Improving the combustion process of a homogeneous charge compression ignition engine running with triple fuel blend using response surface methodology


Ardebili S. M. S., CALAM A., SOLMAZ H., Böğrek A., Haşimoğlu C.

Journal of the Brazilian Society of Mechanical Sciences and Engineering, vol.46, no.8, 2024 (SCI-Expanded) identifier

  • Publication Type: Article / Article
  • Volume: 46 Issue: 8
  • Publication Date: 2024
  • Doi Number: 10.1007/s40430-024-05060-0
  • Journal Name: Journal of the Brazilian Society of Mechanical Sciences and Engineering
  • Journal Indexes: Science Citation Index Expanded (SCI-EXPANDED), Scopus, Aerospace Database, Communication Abstracts, Compendex, INSPEC, Metadex, Civil Engineering Abstracts
  • Keywords: Emissions, Ethanol, HCCI combustion, Modeling, Performance, Response surface method
  • Gazi University Affiliated: Yes

Abstract

In the present study, performance of an HCCI engine powered with ethanol/toluene/n-heptane tri-fuel blend was optimized by using response surface method.
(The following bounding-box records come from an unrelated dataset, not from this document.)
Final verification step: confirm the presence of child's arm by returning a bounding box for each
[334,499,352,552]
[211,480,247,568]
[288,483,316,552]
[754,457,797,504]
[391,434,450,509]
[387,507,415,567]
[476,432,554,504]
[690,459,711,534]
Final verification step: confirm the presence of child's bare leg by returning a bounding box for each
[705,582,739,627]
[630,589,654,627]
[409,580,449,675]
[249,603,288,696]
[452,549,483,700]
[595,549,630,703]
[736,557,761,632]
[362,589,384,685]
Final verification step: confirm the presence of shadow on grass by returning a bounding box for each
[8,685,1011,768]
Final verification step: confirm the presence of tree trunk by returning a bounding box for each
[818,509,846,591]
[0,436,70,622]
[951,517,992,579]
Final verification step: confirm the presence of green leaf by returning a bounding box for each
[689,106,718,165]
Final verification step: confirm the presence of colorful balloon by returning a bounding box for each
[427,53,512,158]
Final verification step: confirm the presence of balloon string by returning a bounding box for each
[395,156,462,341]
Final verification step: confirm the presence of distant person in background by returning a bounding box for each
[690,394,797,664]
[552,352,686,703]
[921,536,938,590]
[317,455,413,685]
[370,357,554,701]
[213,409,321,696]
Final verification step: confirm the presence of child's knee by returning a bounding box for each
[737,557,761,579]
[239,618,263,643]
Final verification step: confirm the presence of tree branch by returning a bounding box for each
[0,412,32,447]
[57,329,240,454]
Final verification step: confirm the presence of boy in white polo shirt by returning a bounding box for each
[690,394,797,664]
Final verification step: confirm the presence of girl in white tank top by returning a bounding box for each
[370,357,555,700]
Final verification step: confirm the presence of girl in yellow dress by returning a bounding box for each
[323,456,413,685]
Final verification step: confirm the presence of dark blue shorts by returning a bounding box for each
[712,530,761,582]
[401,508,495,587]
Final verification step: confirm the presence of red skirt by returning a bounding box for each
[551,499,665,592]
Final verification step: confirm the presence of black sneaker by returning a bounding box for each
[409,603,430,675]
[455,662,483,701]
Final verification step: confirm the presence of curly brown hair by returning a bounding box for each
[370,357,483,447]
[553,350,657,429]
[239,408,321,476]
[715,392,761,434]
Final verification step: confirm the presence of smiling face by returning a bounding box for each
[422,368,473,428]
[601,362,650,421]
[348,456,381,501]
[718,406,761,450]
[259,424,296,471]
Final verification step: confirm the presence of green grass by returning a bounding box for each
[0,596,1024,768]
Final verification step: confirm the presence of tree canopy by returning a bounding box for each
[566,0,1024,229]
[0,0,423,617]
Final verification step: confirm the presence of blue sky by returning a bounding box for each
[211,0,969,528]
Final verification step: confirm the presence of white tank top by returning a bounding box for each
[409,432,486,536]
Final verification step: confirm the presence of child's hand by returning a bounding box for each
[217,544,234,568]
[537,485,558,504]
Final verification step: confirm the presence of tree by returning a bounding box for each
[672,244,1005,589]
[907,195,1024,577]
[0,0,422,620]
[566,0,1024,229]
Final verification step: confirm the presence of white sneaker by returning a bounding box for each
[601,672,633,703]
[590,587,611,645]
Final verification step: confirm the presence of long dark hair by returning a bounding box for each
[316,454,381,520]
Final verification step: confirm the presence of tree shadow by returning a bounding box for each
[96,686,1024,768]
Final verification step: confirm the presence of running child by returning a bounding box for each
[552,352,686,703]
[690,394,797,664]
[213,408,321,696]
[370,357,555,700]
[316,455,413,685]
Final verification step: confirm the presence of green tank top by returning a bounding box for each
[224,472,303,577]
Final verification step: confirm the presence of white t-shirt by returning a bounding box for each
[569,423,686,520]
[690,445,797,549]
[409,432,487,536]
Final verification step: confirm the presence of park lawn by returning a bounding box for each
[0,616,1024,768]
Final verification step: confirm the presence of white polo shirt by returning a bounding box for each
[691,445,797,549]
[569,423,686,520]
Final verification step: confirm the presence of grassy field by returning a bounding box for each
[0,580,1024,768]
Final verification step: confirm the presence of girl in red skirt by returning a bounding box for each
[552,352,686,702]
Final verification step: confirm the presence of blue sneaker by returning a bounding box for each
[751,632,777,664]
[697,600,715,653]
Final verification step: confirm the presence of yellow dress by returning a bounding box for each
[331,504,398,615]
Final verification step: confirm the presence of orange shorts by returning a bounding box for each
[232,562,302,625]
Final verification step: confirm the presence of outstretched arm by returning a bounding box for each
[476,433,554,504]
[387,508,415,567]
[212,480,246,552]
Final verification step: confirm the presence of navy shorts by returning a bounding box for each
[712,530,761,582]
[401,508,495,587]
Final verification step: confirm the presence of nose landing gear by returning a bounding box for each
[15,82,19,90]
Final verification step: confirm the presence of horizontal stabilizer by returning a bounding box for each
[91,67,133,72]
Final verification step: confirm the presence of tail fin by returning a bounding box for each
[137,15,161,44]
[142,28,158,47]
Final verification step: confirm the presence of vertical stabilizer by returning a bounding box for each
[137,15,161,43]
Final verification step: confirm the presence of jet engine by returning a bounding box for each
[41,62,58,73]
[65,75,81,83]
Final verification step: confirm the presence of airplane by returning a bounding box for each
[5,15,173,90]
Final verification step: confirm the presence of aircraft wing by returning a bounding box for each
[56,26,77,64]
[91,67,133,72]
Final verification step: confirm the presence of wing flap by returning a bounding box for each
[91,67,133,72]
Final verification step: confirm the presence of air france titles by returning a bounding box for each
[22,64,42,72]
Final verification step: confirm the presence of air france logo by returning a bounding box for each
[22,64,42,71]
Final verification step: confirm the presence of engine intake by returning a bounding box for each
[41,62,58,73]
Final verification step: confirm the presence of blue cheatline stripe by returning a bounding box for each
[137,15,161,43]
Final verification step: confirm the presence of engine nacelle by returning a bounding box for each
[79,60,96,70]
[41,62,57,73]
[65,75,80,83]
The studied independent parameters were engine speed, lambda ratio, and fuel blends. The impact of these parameters on engine torque, COVimep, CA10, CA50, indicated thermal efficiency, IMEP along with emissions of NOX, CO, and HC comprehensively investigated. According to the results, the optimal HCCI engine operation condition was proposed as engine speed of 1343 rpm, lambda value of 2.29, and ethanol ratio of 22%. At this condition, the engine outputs, i.e., IMEP, COVimep, indicated thermal efficiency, CA10, and CA50, engine torque were estimated to be 4.21 bar, 4.28%, 0.37, 1.41 °CA, 4.62 °CA, and 8.2 Nm, respectively. The engine-out emissions, including HC, NOX, and CO emission, were predicted to be 243 ppm, 1.05 ppm, and 0.03%, respectively. The result indicates that using ethanol/toluene/n-heptane fuel mixture improved the HCCI combustion and NOX emission. The near-zero NOX emissions were recorded at all fuel mixture. However, enhancing ethanol ratio in the fuel blends showed an increase in CO and HC emissions. Overall, this study showed that response surface technique could be used as a promising method to model the HCCI engines.